Goes to show how important a framework is for subsequent template designs.
14 Nov 2007 at 4:30 am
cool
16 Nov 2007 at 2:09 am
Two new studies show why some people are more attractive for members of the opposite sex than others.
The University of Florida, Florida State University found that physically attractive people almost instantly attract the attention of the interlocutor, sobesednitsy with them, literally, it is difficult to make eye. This conclusion was reached by a series of psychological experiments, which were determined by the people who believe in sending the first seconds after the acquaintance. Here, a curious feature: single, unmarried experimental preferred to look at the guys, beauty opposite sex, and family, people most often by representatives of their sex.
The authors believe that this feature developed a behavior as a result of the evolution: a man trying to find a decent pair to acquire offspring.
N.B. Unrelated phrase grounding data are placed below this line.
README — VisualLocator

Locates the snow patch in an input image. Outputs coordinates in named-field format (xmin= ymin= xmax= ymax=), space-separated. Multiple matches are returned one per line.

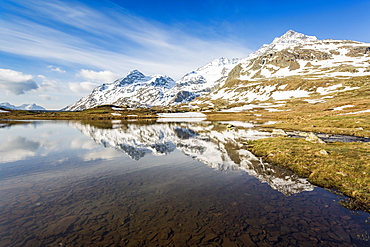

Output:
xmin=342 ymin=109 xmax=370 ymax=115
xmin=271 ymin=90 xmax=310 ymax=100
xmin=219 ymin=121 xmax=255 ymax=128
xmin=332 ymin=105 xmax=354 ymax=111
xmin=158 ymin=112 xmax=206 ymax=118
xmin=317 ymin=84 xmax=360 ymax=95
xmin=305 ymin=99 xmax=326 ymax=104
xmin=220 ymin=103 xmax=286 ymax=112
xmin=262 ymin=121 xmax=279 ymax=125
xmin=156 ymin=118 xmax=206 ymax=123
xmin=112 ymin=107 xmax=125 ymax=111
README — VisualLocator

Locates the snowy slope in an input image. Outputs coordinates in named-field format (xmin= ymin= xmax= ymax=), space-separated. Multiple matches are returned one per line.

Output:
xmin=193 ymin=30 xmax=370 ymax=107
xmin=243 ymin=30 xmax=318 ymax=61
xmin=166 ymin=57 xmax=240 ymax=103
xmin=236 ymin=30 xmax=370 ymax=81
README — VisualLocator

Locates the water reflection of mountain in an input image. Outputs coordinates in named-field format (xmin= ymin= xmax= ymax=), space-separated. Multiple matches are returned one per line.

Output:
xmin=71 ymin=121 xmax=314 ymax=195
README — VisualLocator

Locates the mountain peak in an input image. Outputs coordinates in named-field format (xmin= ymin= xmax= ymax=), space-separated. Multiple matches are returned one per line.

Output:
xmin=114 ymin=69 xmax=146 ymax=86
xmin=272 ymin=30 xmax=317 ymax=45
xmin=245 ymin=30 xmax=319 ymax=60
xmin=209 ymin=57 xmax=230 ymax=67
xmin=126 ymin=69 xmax=145 ymax=79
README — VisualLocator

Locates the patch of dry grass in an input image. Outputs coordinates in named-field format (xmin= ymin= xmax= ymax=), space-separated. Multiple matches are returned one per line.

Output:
xmin=0 ymin=106 xmax=158 ymax=121
xmin=248 ymin=137 xmax=370 ymax=212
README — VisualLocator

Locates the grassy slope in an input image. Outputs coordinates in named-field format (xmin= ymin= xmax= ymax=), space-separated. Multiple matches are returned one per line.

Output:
xmin=248 ymin=138 xmax=370 ymax=211
xmin=0 ymin=105 xmax=158 ymax=121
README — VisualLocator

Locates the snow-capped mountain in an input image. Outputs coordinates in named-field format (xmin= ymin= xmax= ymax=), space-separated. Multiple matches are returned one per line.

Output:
xmin=193 ymin=30 xmax=370 ymax=107
xmin=167 ymin=57 xmax=241 ymax=103
xmin=65 ymin=30 xmax=370 ymax=111
xmin=71 ymin=121 xmax=314 ymax=195
xmin=64 ymin=58 xmax=240 ymax=111
xmin=64 ymin=70 xmax=176 ymax=111
xmin=243 ymin=30 xmax=318 ymax=61
xmin=237 ymin=29 xmax=369 ymax=81
xmin=0 ymin=102 xmax=45 ymax=111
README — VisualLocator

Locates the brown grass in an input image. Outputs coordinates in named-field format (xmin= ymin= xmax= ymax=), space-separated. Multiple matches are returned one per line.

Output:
xmin=248 ymin=137 xmax=370 ymax=212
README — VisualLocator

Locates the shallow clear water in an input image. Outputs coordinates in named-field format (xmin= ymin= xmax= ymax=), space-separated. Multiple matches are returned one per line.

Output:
xmin=0 ymin=120 xmax=369 ymax=247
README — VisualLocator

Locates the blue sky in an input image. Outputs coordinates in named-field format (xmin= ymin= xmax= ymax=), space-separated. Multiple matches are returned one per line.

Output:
xmin=0 ymin=0 xmax=369 ymax=110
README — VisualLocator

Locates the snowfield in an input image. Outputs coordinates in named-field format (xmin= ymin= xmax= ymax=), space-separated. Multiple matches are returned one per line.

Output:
xmin=157 ymin=112 xmax=207 ymax=118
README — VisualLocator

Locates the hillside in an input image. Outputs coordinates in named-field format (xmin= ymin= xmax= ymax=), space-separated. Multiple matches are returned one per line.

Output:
xmin=64 ymin=30 xmax=370 ymax=113
xmin=190 ymin=30 xmax=370 ymax=110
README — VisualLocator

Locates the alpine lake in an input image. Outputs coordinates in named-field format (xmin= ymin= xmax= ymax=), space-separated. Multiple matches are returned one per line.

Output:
xmin=0 ymin=119 xmax=369 ymax=247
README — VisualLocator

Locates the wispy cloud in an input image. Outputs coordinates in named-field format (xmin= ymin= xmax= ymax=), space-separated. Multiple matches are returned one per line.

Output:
xmin=0 ymin=68 xmax=39 ymax=95
xmin=39 ymin=94 xmax=58 ymax=101
xmin=48 ymin=65 xmax=66 ymax=73
xmin=68 ymin=81 xmax=99 ymax=93
xmin=37 ymin=75 xmax=62 ymax=92
xmin=0 ymin=0 xmax=251 ymax=79
xmin=77 ymin=69 xmax=119 ymax=83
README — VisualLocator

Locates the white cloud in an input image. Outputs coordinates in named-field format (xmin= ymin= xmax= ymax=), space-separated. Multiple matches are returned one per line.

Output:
xmin=47 ymin=65 xmax=66 ymax=73
xmin=0 ymin=136 xmax=40 ymax=163
xmin=36 ymin=75 xmax=62 ymax=92
xmin=83 ymin=148 xmax=122 ymax=161
xmin=39 ymin=94 xmax=58 ymax=101
xmin=0 ymin=68 xmax=39 ymax=95
xmin=71 ymin=137 xmax=97 ymax=150
xmin=68 ymin=81 xmax=99 ymax=93
xmin=41 ymin=81 xmax=61 ymax=92
xmin=0 ymin=68 xmax=33 ymax=82
xmin=0 ymin=0 xmax=252 ymax=79
xmin=78 ymin=69 xmax=119 ymax=83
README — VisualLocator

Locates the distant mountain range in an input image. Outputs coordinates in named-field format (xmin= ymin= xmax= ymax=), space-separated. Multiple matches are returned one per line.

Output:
xmin=64 ymin=57 xmax=239 ymax=111
xmin=64 ymin=30 xmax=370 ymax=111
xmin=0 ymin=102 xmax=46 ymax=111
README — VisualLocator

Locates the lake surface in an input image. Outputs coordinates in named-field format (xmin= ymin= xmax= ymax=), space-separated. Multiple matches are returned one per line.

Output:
xmin=0 ymin=120 xmax=369 ymax=246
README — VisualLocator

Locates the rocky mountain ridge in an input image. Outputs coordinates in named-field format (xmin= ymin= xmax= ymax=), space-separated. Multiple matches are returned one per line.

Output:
xmin=64 ymin=56 xmax=240 ymax=111
xmin=64 ymin=30 xmax=370 ymax=111
xmin=0 ymin=102 xmax=46 ymax=111
xmin=64 ymin=70 xmax=176 ymax=110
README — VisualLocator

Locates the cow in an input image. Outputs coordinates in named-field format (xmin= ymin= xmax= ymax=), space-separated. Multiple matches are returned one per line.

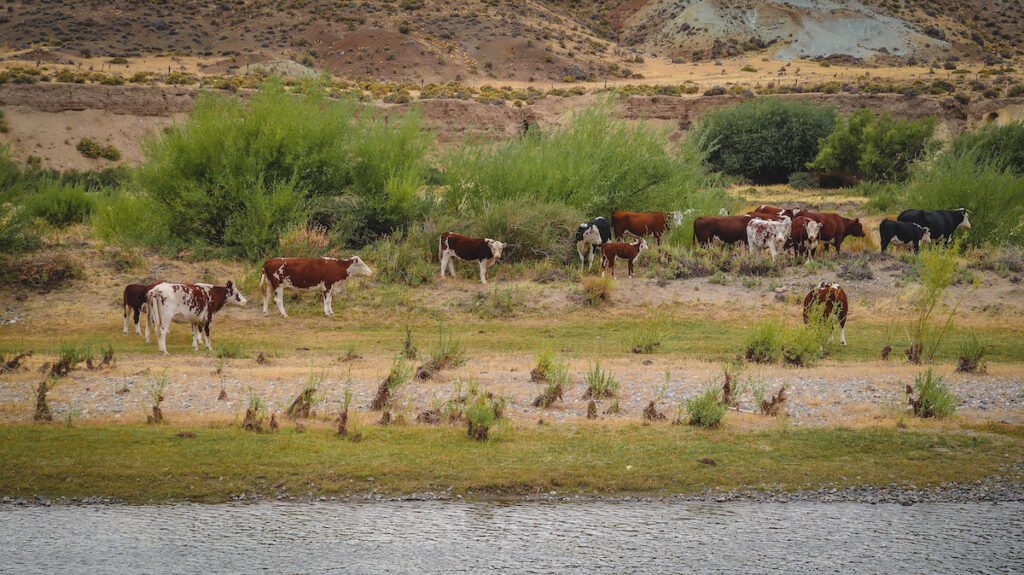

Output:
xmin=439 ymin=232 xmax=507 ymax=284
xmin=747 ymin=216 xmax=791 ymax=260
xmin=575 ymin=216 xmax=612 ymax=270
xmin=693 ymin=215 xmax=753 ymax=247
xmin=897 ymin=208 xmax=971 ymax=245
xmin=880 ymin=219 xmax=932 ymax=253
xmin=789 ymin=216 xmax=822 ymax=258
xmin=803 ymin=281 xmax=849 ymax=346
xmin=123 ymin=282 xmax=160 ymax=336
xmin=753 ymin=205 xmax=802 ymax=219
xmin=798 ymin=212 xmax=865 ymax=254
xmin=145 ymin=281 xmax=247 ymax=355
xmin=260 ymin=256 xmax=373 ymax=318
xmin=601 ymin=238 xmax=648 ymax=278
xmin=611 ymin=211 xmax=683 ymax=245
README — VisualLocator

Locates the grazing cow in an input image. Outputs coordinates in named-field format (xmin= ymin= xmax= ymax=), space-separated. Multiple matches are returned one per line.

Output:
xmin=123 ymin=282 xmax=160 ymax=336
xmin=799 ymin=212 xmax=866 ymax=254
xmin=601 ymin=238 xmax=649 ymax=278
xmin=880 ymin=219 xmax=932 ymax=253
xmin=575 ymin=216 xmax=612 ymax=270
xmin=146 ymin=281 xmax=247 ymax=355
xmin=803 ymin=281 xmax=849 ymax=346
xmin=747 ymin=217 xmax=792 ymax=260
xmin=611 ymin=211 xmax=683 ymax=245
xmin=260 ymin=256 xmax=373 ymax=318
xmin=897 ymin=208 xmax=971 ymax=245
xmin=439 ymin=232 xmax=507 ymax=284
xmin=693 ymin=215 xmax=753 ymax=247
xmin=789 ymin=216 xmax=822 ymax=258
xmin=753 ymin=205 xmax=802 ymax=219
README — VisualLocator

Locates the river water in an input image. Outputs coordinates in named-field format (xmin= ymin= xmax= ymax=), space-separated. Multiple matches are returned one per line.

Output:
xmin=1 ymin=500 xmax=1022 ymax=574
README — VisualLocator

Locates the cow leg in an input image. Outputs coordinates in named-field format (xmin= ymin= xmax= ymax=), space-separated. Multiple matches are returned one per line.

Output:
xmin=191 ymin=324 xmax=200 ymax=351
xmin=204 ymin=322 xmax=213 ymax=351
xmin=262 ymin=280 xmax=272 ymax=315
xmin=448 ymin=256 xmax=457 ymax=278
xmin=628 ymin=258 xmax=634 ymax=279
xmin=577 ymin=241 xmax=587 ymax=269
xmin=912 ymin=240 xmax=919 ymax=254
xmin=839 ymin=323 xmax=847 ymax=346
xmin=323 ymin=289 xmax=333 ymax=316
xmin=478 ymin=260 xmax=488 ymax=284
xmin=274 ymin=286 xmax=288 ymax=318
xmin=157 ymin=321 xmax=169 ymax=355
xmin=439 ymin=251 xmax=448 ymax=279
xmin=123 ymin=304 xmax=130 ymax=335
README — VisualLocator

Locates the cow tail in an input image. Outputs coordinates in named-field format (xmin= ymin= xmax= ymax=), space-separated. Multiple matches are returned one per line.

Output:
xmin=258 ymin=270 xmax=266 ymax=290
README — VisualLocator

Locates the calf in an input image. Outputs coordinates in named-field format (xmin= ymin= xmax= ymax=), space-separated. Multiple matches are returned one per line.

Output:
xmin=747 ymin=217 xmax=791 ymax=260
xmin=123 ymin=282 xmax=160 ymax=336
xmin=601 ymin=238 xmax=649 ymax=278
xmin=789 ymin=216 xmax=822 ymax=258
xmin=799 ymin=212 xmax=865 ymax=254
xmin=261 ymin=256 xmax=373 ymax=318
xmin=803 ymin=281 xmax=849 ymax=346
xmin=611 ymin=211 xmax=683 ymax=245
xmin=693 ymin=215 xmax=753 ymax=247
xmin=897 ymin=208 xmax=970 ymax=245
xmin=146 ymin=281 xmax=247 ymax=355
xmin=880 ymin=219 xmax=931 ymax=253
xmin=575 ymin=216 xmax=612 ymax=270
xmin=439 ymin=232 xmax=507 ymax=284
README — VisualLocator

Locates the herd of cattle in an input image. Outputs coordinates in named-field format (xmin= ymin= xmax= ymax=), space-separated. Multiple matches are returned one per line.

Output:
xmin=121 ymin=206 xmax=971 ymax=354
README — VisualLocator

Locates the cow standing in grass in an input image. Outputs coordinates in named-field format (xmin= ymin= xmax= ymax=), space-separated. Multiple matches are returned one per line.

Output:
xmin=803 ymin=282 xmax=849 ymax=346
xmin=146 ymin=281 xmax=247 ymax=355
xmin=747 ymin=216 xmax=791 ymax=260
xmin=260 ymin=256 xmax=373 ymax=318
xmin=575 ymin=216 xmax=612 ymax=270
xmin=123 ymin=282 xmax=160 ymax=336
xmin=897 ymin=208 xmax=971 ymax=245
xmin=601 ymin=238 xmax=648 ymax=278
xmin=439 ymin=232 xmax=507 ymax=284
xmin=789 ymin=216 xmax=822 ymax=258
xmin=799 ymin=212 xmax=866 ymax=254
xmin=611 ymin=211 xmax=683 ymax=245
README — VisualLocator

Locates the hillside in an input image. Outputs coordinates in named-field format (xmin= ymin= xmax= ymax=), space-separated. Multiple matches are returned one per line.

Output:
xmin=0 ymin=1 xmax=1021 ymax=86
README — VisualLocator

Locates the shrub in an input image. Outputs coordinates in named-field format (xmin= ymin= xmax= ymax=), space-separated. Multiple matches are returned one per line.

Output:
xmin=242 ymin=389 xmax=268 ymax=431
xmin=22 ymin=180 xmax=95 ymax=227
xmin=0 ymin=203 xmax=41 ymax=253
xmin=946 ymin=122 xmax=1024 ymax=175
xmin=809 ymin=110 xmax=936 ymax=183
xmin=145 ymin=371 xmax=169 ymax=424
xmin=906 ymin=243 xmax=961 ymax=363
xmin=92 ymin=191 xmax=174 ymax=248
xmin=787 ymin=171 xmax=817 ymax=190
xmin=465 ymin=393 xmax=502 ymax=440
xmin=215 ymin=340 xmax=248 ymax=359
xmin=907 ymin=369 xmax=957 ymax=418
xmin=362 ymin=224 xmax=436 ymax=287
xmin=956 ymin=332 xmax=987 ymax=373
xmin=685 ymin=388 xmax=726 ymax=428
xmin=421 ymin=326 xmax=467 ymax=376
xmin=371 ymin=356 xmax=412 ymax=411
xmin=745 ymin=319 xmax=784 ymax=364
xmin=580 ymin=276 xmax=613 ymax=306
xmin=533 ymin=359 xmax=570 ymax=408
xmin=75 ymin=138 xmax=103 ymax=159
xmin=692 ymin=98 xmax=836 ymax=183
xmin=583 ymin=362 xmax=618 ymax=399
xmin=2 ymin=253 xmax=83 ymax=292
xmin=286 ymin=370 xmax=325 ymax=418
xmin=278 ymin=221 xmax=332 ymax=258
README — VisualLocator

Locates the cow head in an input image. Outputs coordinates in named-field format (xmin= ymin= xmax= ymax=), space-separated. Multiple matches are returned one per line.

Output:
xmin=848 ymin=218 xmax=865 ymax=237
xmin=669 ymin=211 xmax=685 ymax=227
xmin=581 ymin=224 xmax=602 ymax=246
xmin=804 ymin=219 xmax=822 ymax=251
xmin=771 ymin=221 xmax=789 ymax=252
xmin=916 ymin=224 xmax=933 ymax=244
xmin=347 ymin=256 xmax=373 ymax=277
xmin=634 ymin=238 xmax=649 ymax=252
xmin=225 ymin=281 xmax=248 ymax=306
xmin=485 ymin=238 xmax=506 ymax=260
xmin=957 ymin=208 xmax=972 ymax=230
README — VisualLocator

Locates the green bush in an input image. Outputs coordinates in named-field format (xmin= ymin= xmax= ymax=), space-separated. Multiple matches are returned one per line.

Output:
xmin=946 ymin=122 xmax=1024 ymax=175
xmin=362 ymin=224 xmax=436 ymax=286
xmin=685 ymin=388 xmax=726 ymax=428
xmin=0 ymin=202 xmax=42 ymax=253
xmin=583 ymin=362 xmax=619 ymax=399
xmin=692 ymin=98 xmax=836 ymax=183
xmin=22 ymin=180 xmax=96 ymax=227
xmin=745 ymin=319 xmax=784 ymax=363
xmin=809 ymin=110 xmax=936 ymax=182
xmin=92 ymin=191 xmax=174 ymax=248
xmin=908 ymin=369 xmax=957 ymax=418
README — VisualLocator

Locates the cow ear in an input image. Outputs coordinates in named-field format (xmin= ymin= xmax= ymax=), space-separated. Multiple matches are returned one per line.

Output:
xmin=226 ymin=280 xmax=234 ymax=289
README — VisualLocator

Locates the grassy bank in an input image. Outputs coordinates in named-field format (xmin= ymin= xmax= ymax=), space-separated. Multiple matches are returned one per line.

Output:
xmin=1 ymin=423 xmax=1020 ymax=503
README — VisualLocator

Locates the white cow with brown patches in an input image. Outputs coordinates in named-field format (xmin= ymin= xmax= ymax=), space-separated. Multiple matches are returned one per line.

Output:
xmin=146 ymin=281 xmax=247 ymax=355
xmin=747 ymin=216 xmax=791 ymax=261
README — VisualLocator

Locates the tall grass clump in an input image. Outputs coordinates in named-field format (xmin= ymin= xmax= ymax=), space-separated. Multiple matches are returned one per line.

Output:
xmin=627 ymin=319 xmax=670 ymax=354
xmin=902 ymin=153 xmax=1024 ymax=247
xmin=0 ymin=202 xmax=41 ymax=253
xmin=906 ymin=369 xmax=957 ymax=418
xmin=583 ymin=362 xmax=618 ymax=399
xmin=443 ymin=101 xmax=729 ymax=242
xmin=692 ymin=98 xmax=836 ymax=183
xmin=417 ymin=326 xmax=467 ymax=379
xmin=135 ymin=79 xmax=433 ymax=258
xmin=946 ymin=122 xmax=1024 ymax=175
xmin=684 ymin=388 xmax=726 ymax=428
xmin=809 ymin=110 xmax=936 ymax=182
xmin=465 ymin=393 xmax=503 ymax=440
xmin=22 ymin=180 xmax=96 ymax=227
xmin=532 ymin=357 xmax=570 ymax=408
xmin=744 ymin=319 xmax=784 ymax=364
xmin=371 ymin=356 xmax=412 ymax=412
xmin=286 ymin=370 xmax=325 ymax=418
xmin=956 ymin=332 xmax=987 ymax=374
xmin=145 ymin=370 xmax=168 ymax=424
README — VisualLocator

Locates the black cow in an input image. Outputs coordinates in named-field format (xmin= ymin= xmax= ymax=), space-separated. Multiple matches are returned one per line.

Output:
xmin=880 ymin=219 xmax=932 ymax=253
xmin=575 ymin=216 xmax=612 ymax=270
xmin=897 ymin=209 xmax=971 ymax=245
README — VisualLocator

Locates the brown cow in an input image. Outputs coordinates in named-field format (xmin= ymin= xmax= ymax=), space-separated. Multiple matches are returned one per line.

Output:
xmin=799 ymin=212 xmax=865 ymax=254
xmin=789 ymin=216 xmax=822 ymax=258
xmin=601 ymin=238 xmax=649 ymax=278
xmin=693 ymin=215 xmax=753 ymax=247
xmin=439 ymin=232 xmax=507 ymax=284
xmin=261 ymin=256 xmax=373 ymax=317
xmin=611 ymin=211 xmax=683 ymax=245
xmin=123 ymin=282 xmax=161 ymax=336
xmin=803 ymin=281 xmax=849 ymax=346
xmin=754 ymin=205 xmax=801 ymax=219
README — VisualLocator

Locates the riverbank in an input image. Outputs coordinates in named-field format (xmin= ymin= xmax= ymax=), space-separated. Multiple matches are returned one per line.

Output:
xmin=2 ymin=422 xmax=1022 ymax=504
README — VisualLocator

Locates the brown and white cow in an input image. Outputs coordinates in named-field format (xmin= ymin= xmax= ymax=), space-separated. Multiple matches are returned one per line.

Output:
xmin=439 ymin=232 xmax=507 ymax=284
xmin=789 ymin=216 xmax=822 ymax=258
xmin=747 ymin=216 xmax=791 ymax=260
xmin=260 ymin=256 xmax=373 ymax=318
xmin=601 ymin=237 xmax=648 ymax=279
xmin=799 ymin=212 xmax=866 ymax=254
xmin=753 ymin=205 xmax=801 ymax=219
xmin=693 ymin=215 xmax=753 ymax=247
xmin=145 ymin=281 xmax=247 ymax=355
xmin=803 ymin=281 xmax=849 ymax=346
xmin=611 ymin=211 xmax=683 ymax=245
xmin=123 ymin=282 xmax=160 ymax=336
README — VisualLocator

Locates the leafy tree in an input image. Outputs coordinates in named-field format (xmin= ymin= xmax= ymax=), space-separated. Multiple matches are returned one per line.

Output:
xmin=809 ymin=110 xmax=935 ymax=182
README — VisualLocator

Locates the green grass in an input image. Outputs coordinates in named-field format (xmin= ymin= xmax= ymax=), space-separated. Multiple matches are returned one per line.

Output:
xmin=0 ymin=423 xmax=1019 ymax=503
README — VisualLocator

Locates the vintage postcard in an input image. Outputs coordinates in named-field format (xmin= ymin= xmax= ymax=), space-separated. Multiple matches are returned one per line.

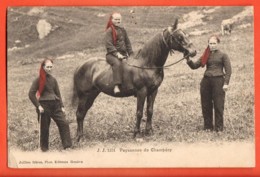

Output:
xmin=3 ymin=2 xmax=258 ymax=176
xmin=7 ymin=6 xmax=255 ymax=168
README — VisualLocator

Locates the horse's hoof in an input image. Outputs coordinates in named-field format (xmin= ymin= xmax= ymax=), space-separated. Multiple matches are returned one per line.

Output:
xmin=76 ymin=135 xmax=82 ymax=142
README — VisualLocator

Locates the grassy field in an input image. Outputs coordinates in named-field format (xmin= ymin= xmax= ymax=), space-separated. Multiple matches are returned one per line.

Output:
xmin=7 ymin=7 xmax=254 ymax=151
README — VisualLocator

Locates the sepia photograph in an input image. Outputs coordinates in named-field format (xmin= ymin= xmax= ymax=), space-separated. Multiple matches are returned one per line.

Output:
xmin=7 ymin=6 xmax=254 ymax=169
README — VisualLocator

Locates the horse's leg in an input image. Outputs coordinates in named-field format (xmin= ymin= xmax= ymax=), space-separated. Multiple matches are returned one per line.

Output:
xmin=145 ymin=89 xmax=158 ymax=135
xmin=76 ymin=90 xmax=100 ymax=142
xmin=134 ymin=87 xmax=147 ymax=138
xmin=76 ymin=97 xmax=87 ymax=142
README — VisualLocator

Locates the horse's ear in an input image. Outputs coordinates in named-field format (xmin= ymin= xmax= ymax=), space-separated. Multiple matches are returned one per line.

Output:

If this is resolved, he wondered potential rivals. Detailed information about this magazine will be published Journal of Personality and Social Psychology.
In turn, a joint study of the Rockefeller University, Rockefeller University and Duke University, Duke University in North Carolina revealed that women are perceived differently by men smell. During experiments studied the perception of women one of the ingredients of male pheromone-androstenona smell, which is contained in urine or sweat.
The results were startling: women are part of this repugnant odor, and the other part is very attractive, resembling the smell of vanilla, and the third group have not felt any smell. The authors argue that the reason is that the differences in the receptor responsible for the olfactory system, from different people are different.
It has long been proven that mammals (including human) odor is one way of attracting the attention of representatives of the opposite sex. A detailed article about the journal Nature will publish.
27 Nov 2007 at 3:06 am
lol
lkdadsd
2 Dec 2007 at 11:39 pm
Thankiossk
Cool!
6 Dec 2007 at 7:13 am
lol
thankiossp!
5 Apr 2008 at 4:03 pm
looooool
6 Aug 2008 at 2:20 pm
any chance of you sharing your “framework” file with a newbie?